Crash in teicorpus.py
Running the built-in TEI parser on the files of tasakaalus_ajalehed_tei.zip crashes after a while with:
File "/home/kaarel/anaconda/lib/python2.7/site-packages/estnltk/teicorpus.py", line 113, in parse_div
div_title = list(soup.children)[0].string.strip()
AttributeError: 'NoneType' object has no attribute 'strip'
Used the script https://github.com/Kaljurand/testing-vabamorf/blob/339bead78f979eff8f1622d9529d11cd18be7ec5/morph-analyze.py like this
unzip tasakaalus_ajalehed_tei.zip
./morph-analyze.py *.tei
Different TEI corpus documents require different target values.

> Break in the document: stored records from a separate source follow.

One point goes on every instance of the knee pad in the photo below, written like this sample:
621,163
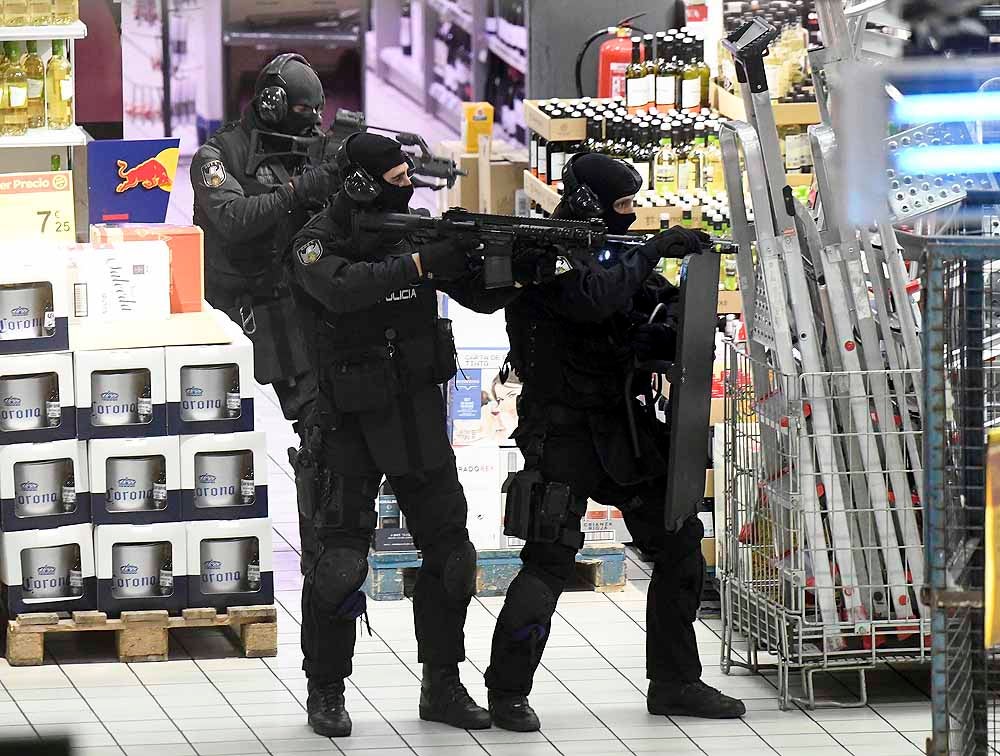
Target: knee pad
459,574
529,607
339,574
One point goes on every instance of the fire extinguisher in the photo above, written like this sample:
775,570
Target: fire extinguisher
614,56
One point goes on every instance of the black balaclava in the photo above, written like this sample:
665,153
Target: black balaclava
377,154
302,87
610,180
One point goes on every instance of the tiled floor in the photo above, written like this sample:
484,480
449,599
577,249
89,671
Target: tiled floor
588,693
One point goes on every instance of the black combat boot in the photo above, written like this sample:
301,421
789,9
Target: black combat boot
443,698
513,713
692,700
327,714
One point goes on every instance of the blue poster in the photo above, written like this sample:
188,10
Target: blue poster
129,180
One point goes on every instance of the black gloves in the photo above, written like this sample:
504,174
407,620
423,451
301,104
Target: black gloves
316,185
446,259
654,341
677,242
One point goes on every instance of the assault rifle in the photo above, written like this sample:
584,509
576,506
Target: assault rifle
535,245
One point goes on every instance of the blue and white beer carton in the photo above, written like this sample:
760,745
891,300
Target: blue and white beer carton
37,398
48,570
224,476
141,567
44,485
135,480
120,393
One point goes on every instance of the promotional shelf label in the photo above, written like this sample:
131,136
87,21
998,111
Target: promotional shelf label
38,206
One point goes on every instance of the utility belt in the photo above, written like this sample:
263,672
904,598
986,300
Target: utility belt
538,511
366,378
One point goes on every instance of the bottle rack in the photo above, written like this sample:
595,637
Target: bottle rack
74,136
413,75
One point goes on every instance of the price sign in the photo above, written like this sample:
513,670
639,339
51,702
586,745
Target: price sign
37,206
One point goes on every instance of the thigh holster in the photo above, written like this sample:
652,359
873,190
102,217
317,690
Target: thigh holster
539,511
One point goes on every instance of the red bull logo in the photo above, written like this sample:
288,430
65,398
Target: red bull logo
150,173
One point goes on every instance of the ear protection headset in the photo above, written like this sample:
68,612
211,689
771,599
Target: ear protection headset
580,198
272,99
357,182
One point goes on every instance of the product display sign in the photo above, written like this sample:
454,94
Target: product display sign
37,206
131,180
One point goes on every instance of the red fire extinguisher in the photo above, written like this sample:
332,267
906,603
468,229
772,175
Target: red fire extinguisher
614,56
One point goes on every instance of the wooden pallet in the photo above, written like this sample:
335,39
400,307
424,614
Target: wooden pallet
142,636
392,573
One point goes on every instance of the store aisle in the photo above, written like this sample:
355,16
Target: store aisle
589,693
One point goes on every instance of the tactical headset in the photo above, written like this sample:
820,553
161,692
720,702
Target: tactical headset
358,183
272,100
580,198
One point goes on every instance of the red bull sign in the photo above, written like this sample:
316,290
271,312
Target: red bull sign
130,180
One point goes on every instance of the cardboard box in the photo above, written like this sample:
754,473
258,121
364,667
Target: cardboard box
507,166
223,476
481,409
187,257
219,553
120,393
210,388
38,576
34,304
135,481
37,398
141,567
44,485
114,282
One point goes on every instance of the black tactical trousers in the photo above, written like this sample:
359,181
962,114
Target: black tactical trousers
435,509
569,457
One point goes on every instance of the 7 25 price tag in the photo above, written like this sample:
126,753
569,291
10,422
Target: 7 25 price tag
38,206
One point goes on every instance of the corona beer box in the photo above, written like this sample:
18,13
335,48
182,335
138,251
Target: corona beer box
141,567
120,393
37,398
44,485
229,562
135,481
48,570
187,257
210,388
34,305
224,476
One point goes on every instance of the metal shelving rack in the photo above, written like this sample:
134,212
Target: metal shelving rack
67,139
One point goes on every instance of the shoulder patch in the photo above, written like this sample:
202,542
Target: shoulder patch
310,252
213,174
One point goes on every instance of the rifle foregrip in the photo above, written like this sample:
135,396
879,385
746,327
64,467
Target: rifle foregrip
498,271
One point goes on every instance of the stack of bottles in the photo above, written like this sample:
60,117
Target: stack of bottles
674,152
787,64
668,71
452,66
38,12
35,94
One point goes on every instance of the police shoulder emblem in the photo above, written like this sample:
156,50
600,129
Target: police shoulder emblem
213,173
310,252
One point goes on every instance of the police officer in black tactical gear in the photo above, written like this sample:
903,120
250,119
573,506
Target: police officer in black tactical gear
370,308
254,188
573,341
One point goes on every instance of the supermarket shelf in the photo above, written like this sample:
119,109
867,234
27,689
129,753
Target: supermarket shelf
508,55
74,136
403,74
449,10
76,30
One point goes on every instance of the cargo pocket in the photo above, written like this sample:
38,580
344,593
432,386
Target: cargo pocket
363,386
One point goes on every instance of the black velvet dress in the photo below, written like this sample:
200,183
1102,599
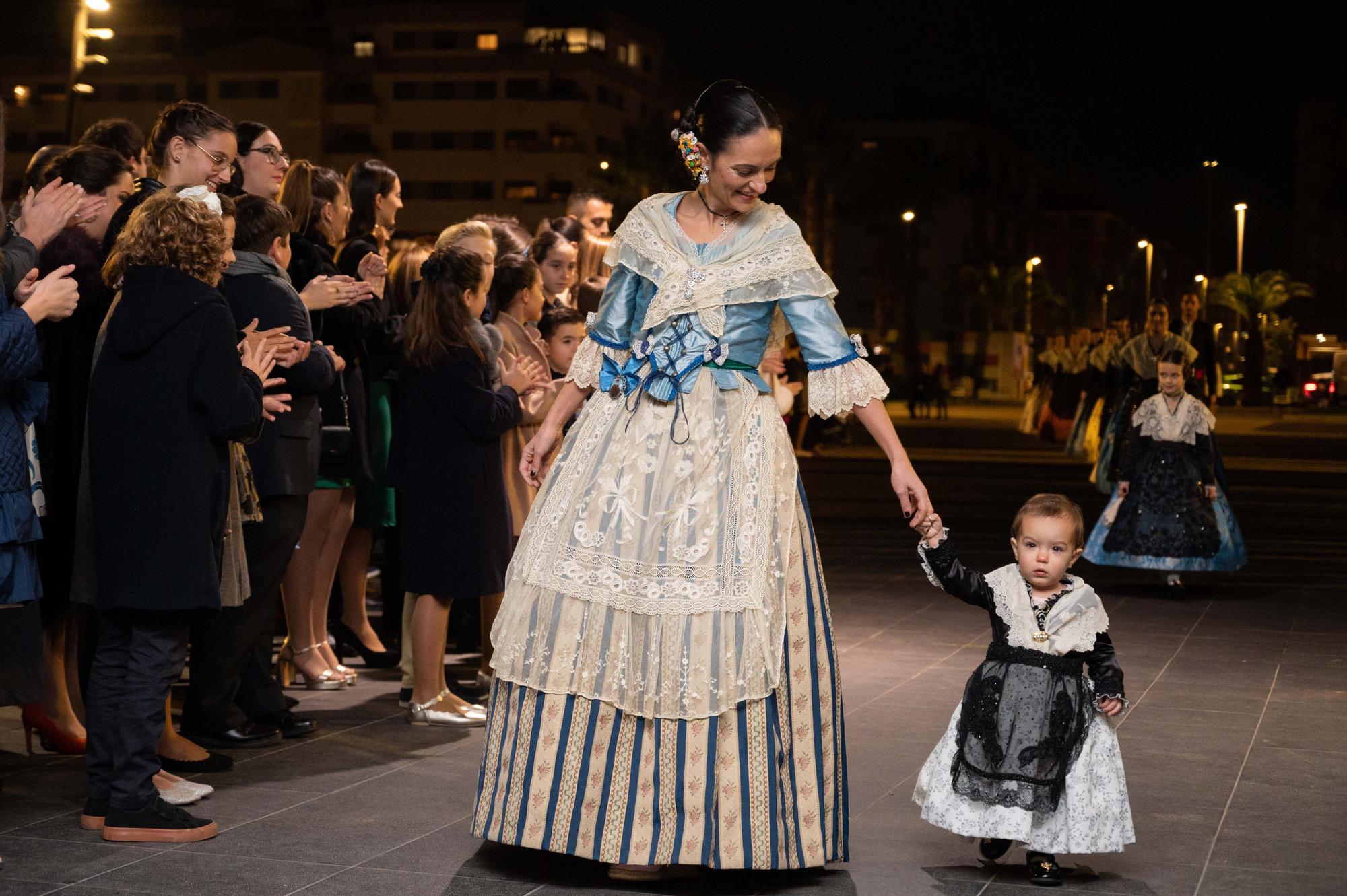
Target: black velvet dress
1026,712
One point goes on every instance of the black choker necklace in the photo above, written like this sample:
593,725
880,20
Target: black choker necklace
725,218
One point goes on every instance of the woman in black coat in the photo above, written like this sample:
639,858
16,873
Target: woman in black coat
320,211
375,201
67,361
447,462
166,397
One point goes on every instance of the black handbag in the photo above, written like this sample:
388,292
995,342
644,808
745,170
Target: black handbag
336,440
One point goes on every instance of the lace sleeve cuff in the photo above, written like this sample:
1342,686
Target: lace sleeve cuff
589,362
942,555
840,388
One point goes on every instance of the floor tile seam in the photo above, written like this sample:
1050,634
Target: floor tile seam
56,761
890,627
412,841
1236,788
886,796
9,832
914,677
304,742
1163,669
1278,871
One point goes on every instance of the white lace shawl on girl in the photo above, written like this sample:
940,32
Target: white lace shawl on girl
1073,622
767,260
1190,419
1143,361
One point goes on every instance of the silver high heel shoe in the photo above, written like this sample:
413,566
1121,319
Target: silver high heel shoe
288,670
424,715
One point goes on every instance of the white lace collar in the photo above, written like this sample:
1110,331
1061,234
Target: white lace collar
1189,420
767,259
1073,622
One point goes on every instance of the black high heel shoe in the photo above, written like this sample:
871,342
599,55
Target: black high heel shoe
350,645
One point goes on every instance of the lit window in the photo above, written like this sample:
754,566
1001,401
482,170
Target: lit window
577,39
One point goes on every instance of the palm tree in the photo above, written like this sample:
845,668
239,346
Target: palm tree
996,294
1255,299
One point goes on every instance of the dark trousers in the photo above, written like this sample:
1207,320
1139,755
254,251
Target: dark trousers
139,657
231,654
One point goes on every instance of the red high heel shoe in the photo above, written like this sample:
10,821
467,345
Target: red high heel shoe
49,735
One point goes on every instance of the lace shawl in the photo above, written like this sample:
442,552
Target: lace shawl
1143,361
1073,623
1191,419
767,260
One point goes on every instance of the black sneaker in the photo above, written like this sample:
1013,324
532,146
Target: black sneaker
157,824
993,848
1043,870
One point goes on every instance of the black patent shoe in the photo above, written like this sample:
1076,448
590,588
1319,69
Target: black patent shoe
250,735
993,848
350,645
212,763
1043,870
290,724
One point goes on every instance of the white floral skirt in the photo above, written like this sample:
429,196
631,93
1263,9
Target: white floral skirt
651,572
1093,816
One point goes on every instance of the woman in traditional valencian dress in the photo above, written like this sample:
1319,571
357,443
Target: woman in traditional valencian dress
1139,357
667,684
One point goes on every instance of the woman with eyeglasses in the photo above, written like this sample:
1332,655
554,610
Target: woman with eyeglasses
262,160
192,145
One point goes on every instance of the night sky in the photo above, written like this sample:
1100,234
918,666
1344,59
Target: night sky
1121,108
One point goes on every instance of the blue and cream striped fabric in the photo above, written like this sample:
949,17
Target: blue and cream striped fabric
760,786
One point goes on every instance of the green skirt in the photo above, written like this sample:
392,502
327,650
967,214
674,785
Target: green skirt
375,501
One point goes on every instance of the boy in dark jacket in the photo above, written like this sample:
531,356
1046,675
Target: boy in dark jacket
234,700
166,397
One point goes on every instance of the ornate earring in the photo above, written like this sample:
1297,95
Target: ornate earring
692,155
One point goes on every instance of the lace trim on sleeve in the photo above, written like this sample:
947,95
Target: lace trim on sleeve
925,551
837,390
589,362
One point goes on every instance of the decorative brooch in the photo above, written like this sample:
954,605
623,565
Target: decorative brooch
692,156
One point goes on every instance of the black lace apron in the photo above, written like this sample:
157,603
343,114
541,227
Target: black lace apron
1023,724
1166,513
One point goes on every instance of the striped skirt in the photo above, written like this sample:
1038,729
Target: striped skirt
759,786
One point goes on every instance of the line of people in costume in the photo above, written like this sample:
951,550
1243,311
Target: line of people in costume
1144,420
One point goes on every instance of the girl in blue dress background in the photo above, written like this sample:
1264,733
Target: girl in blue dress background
1170,510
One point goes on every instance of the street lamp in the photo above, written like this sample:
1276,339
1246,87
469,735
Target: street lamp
1240,236
79,58
1151,252
1028,294
1212,176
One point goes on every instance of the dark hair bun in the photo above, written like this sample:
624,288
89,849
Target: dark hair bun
725,112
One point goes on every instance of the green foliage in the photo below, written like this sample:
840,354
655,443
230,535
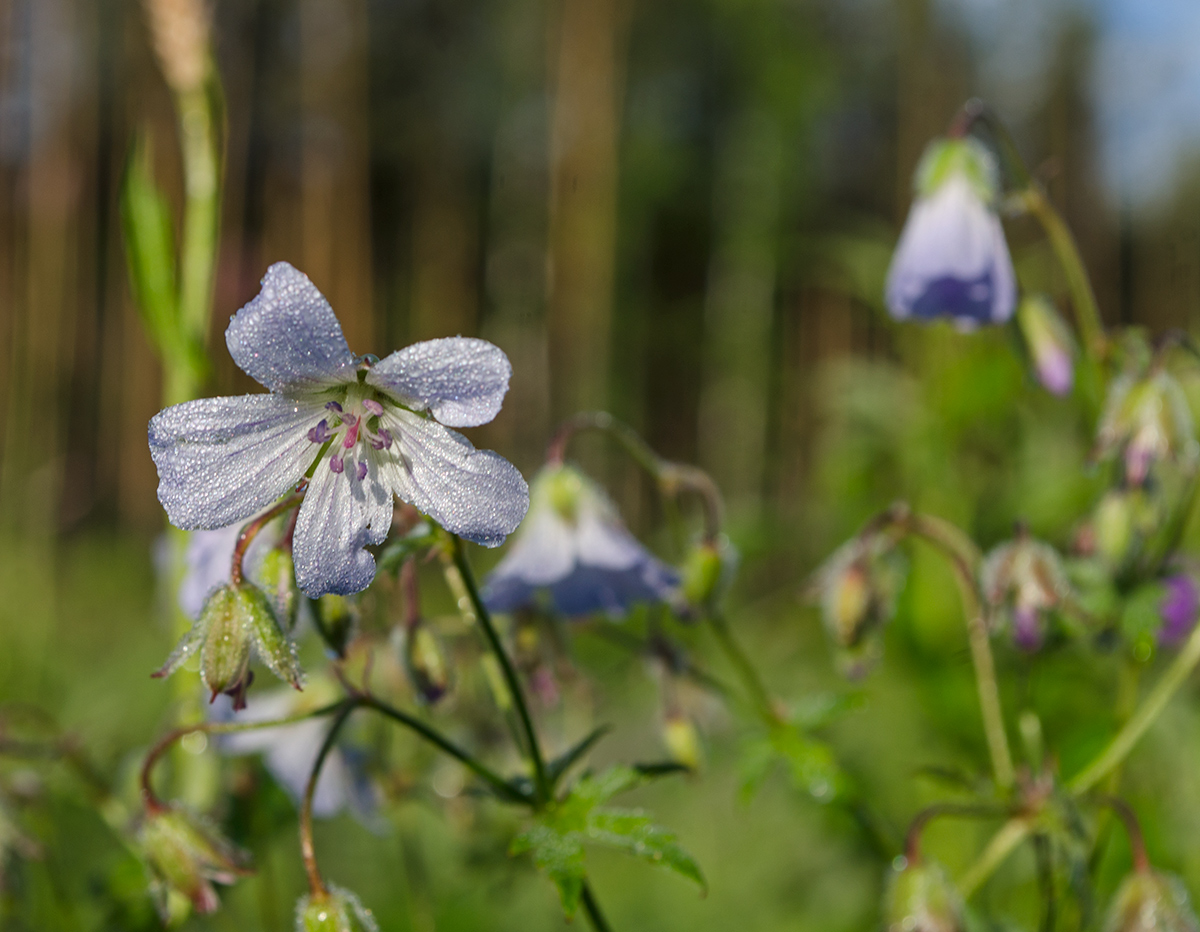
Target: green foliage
558,835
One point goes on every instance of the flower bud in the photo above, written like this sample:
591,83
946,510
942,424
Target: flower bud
237,621
1025,578
1049,343
186,855
1146,420
919,899
1179,609
335,911
279,581
1149,901
425,662
337,619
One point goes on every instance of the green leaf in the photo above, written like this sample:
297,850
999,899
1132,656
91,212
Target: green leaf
556,840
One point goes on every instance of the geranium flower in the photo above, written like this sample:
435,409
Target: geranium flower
361,431
575,549
952,259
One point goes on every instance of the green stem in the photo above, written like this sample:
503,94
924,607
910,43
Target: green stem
438,740
533,749
593,909
1140,721
307,849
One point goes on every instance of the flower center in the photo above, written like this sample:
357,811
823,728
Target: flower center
351,428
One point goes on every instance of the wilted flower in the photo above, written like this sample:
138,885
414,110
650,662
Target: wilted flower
1149,901
575,547
1025,577
952,259
335,911
1049,342
289,751
237,621
1179,609
187,855
361,432
1146,419
857,589
921,899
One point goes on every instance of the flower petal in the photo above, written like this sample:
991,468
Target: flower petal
221,460
340,516
460,380
473,493
288,338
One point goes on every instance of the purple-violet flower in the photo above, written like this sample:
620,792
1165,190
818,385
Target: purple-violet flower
952,259
361,432
575,548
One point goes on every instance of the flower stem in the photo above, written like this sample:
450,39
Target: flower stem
503,787
595,917
533,749
307,849
151,800
1140,721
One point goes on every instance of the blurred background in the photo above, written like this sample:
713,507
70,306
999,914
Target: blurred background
681,211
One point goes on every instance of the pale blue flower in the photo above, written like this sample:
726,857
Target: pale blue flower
289,751
575,552
361,432
952,260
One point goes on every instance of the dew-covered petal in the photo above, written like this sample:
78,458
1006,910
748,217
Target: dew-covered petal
288,338
340,516
221,460
473,493
952,260
460,380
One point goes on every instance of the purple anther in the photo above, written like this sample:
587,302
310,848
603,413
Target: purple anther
319,433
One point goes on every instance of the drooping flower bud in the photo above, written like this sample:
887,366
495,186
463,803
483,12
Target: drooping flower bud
336,911
1049,342
857,589
186,855
921,899
952,259
1179,609
1146,420
337,619
1025,579
1150,901
237,623
425,662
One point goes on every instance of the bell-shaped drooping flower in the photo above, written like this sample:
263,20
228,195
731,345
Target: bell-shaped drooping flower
186,855
921,899
857,589
1179,609
289,751
361,433
1049,342
952,260
334,911
1023,579
1146,420
575,549
238,621
1151,901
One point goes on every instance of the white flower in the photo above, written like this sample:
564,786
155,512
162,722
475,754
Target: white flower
363,433
952,259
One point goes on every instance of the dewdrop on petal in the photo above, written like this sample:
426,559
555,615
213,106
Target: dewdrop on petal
921,899
335,911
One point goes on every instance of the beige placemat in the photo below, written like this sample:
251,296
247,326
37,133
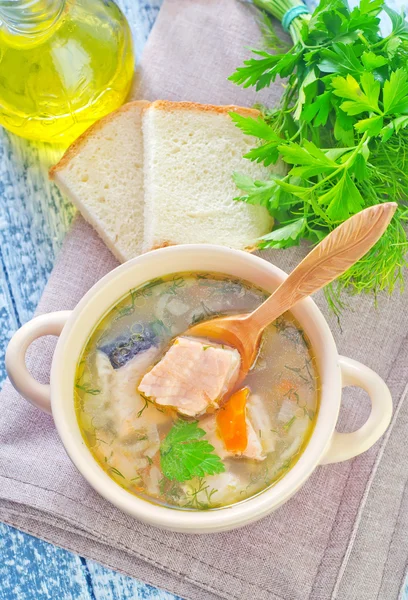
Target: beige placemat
344,534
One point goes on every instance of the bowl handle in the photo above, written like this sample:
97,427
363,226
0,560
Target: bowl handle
32,390
347,445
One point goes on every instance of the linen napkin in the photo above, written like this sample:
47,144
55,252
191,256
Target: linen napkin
344,533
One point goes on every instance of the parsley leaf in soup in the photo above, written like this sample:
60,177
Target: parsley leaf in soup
184,454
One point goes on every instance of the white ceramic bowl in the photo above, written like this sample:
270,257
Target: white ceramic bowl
74,327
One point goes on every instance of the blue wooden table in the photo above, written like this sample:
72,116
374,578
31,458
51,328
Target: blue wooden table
33,221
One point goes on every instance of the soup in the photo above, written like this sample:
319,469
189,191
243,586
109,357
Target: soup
188,456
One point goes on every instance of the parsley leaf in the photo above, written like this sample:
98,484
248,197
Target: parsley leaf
184,455
284,237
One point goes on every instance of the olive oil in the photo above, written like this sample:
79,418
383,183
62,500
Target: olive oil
63,65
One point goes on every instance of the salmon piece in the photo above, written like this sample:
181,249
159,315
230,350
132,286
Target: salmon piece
192,376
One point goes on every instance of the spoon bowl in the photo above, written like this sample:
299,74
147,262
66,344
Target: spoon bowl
343,247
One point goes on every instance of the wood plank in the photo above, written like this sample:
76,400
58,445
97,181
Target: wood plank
8,317
34,216
33,569
109,585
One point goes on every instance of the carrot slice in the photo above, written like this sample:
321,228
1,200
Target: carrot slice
231,422
285,386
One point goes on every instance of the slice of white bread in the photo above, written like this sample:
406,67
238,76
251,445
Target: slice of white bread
190,153
102,174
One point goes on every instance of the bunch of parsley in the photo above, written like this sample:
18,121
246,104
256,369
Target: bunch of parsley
342,129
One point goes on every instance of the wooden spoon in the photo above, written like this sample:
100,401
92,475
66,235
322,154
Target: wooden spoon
332,257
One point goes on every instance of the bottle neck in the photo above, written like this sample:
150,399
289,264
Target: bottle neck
29,17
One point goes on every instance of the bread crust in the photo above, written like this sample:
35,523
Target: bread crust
78,144
169,106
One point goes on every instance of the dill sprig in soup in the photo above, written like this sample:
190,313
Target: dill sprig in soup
168,449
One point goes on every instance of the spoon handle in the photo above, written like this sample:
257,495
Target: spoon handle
343,247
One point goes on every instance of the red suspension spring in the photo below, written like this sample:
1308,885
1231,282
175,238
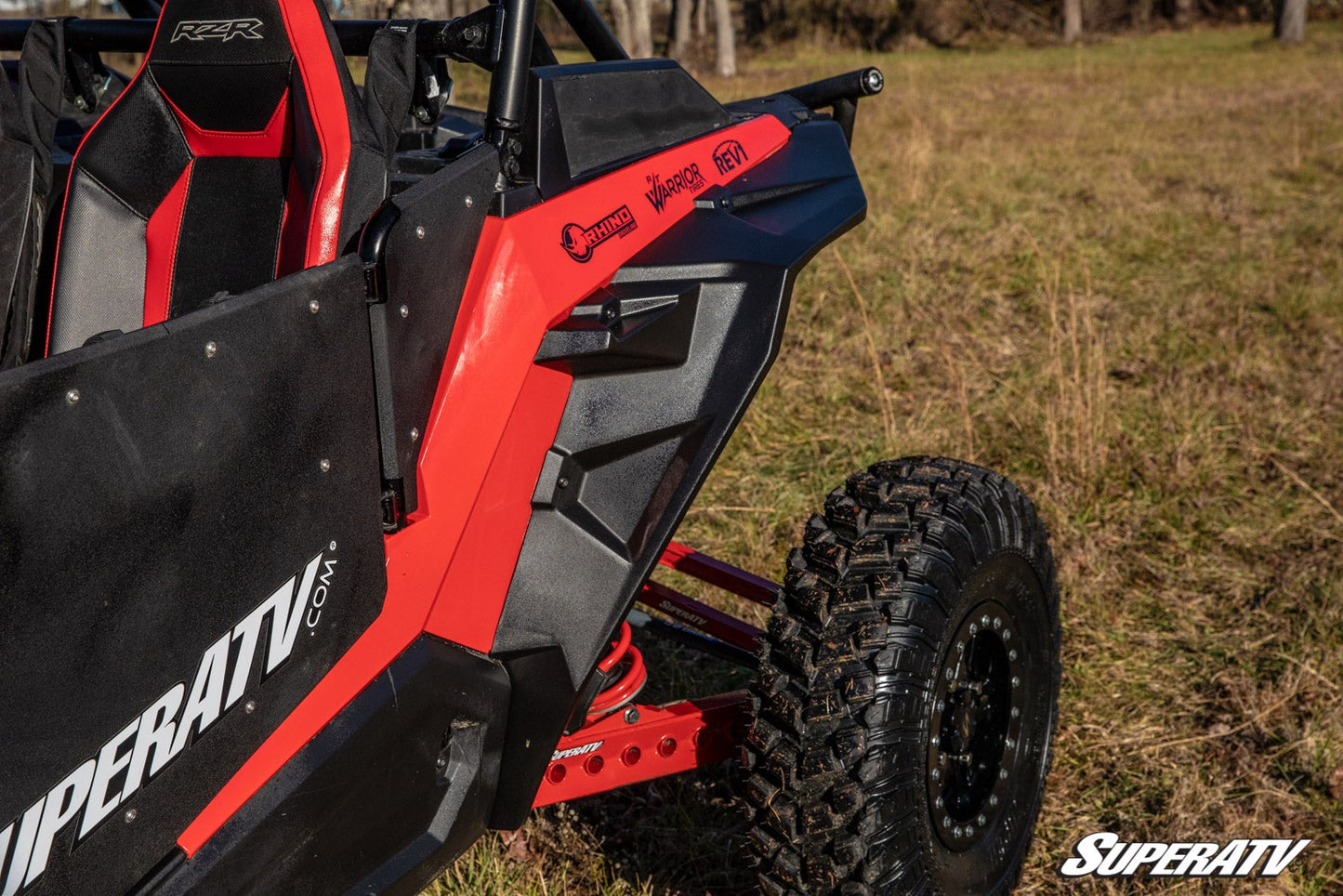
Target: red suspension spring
628,681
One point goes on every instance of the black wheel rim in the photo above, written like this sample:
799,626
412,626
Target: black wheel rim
975,729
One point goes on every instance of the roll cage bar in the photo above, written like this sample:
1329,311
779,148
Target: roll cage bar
501,38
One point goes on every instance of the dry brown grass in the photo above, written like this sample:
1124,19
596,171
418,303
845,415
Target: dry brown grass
1116,274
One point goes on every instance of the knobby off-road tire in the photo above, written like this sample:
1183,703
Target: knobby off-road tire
907,691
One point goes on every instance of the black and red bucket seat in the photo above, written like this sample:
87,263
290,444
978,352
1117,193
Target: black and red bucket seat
241,152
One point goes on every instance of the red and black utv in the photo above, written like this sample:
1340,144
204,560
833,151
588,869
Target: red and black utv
340,430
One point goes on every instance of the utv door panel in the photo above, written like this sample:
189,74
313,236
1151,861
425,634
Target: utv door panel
190,537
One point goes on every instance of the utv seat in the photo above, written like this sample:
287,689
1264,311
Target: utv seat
238,153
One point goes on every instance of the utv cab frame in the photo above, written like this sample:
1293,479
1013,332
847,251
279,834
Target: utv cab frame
341,433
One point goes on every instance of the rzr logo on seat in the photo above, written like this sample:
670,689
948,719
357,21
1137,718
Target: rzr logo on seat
217,30
178,718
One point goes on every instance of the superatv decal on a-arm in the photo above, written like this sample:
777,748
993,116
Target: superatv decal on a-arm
163,731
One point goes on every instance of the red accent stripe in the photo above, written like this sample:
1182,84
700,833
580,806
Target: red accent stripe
331,120
162,249
74,166
521,283
274,141
724,575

In a script for preprocessing the TEI files ( http://estnltk.github.io/estnltk/1.3/tutorials/tei.html ), I have used this function that derives the target argument value based on the filename of the XML file in the corpus:
def get_target(fnm):
if 'drtood' in fnm:
return 'dissertatsioon'
if 'ilukirjandus' in fnm:
return 'tervikteos'
if 'seadused' in fnm:
return 'seadus'
if 'EestiArst' in fnm:
return 'ajakirjanumber'
if 'foorum' in fnm:
return 'teema'
if 'kommentaarid' in fnm:
return 'kommentaarid'
if 'uudisgrupid' in fnm:
return 'uudisgrupi_salvestus'
if 'jututoad' in fnm:
return 'jututoavestlus'
if 'stenogrammid' in fnm:
return 'stenogramm'
return 'artikkel'
So, I would change line 38 in https://github.com/Kaljurand/testing-vabamorf/blob/339bead78f979eff8f1622d9529d11cd18be7ec5/morph-analyze.py from
parse_tei_corpus(fn, target=['artikkel']):
to
parse_tei_corpus(fn, target=get_target(fn)):
NB! I haven't tried to run the changes yet, but wrote this here for the reference. The correct fix would be that parse_tei_corpus would figure out the correct target value itself.
Thanks, I've tried this solution in https://github.com/Kaljurand/testing-vabamorf/commit/d6fa07b528361530d6b2cec43dc0d8ed2245b3ba#diff-22b3fe3fcbdb4916fea92d05f91eb91d
Unfortunately, none of the file names match the names by which get_target is classifying.
To filter out the files that cause the parsing failure, I've added a try/except. This is the list:
Warning: parse error: skipped: corpora/eestiaeg-19993-10-06.tei
Warning: parse error: skipped: corpora/KL-1994-02.tei
Warning: parse error: skipped: corpora/liivimaa-kroonika-1993-10-21.tei
Warning: parse error: skipped: corpora/ML-1996-01.tei
Warning: parse error: skipped: corpora/ML-1999-08-26.tei
Warning: parse error: skipped: corpora/OL-1990-01-30.tei
Warning: parse error: skipped: corpora/OL-1990-03-10.tei
Warning: parse error: skipped: corpora/spordileht-1993-10-10.tei
Resolved by releases or irrelevant by new formats of corpora.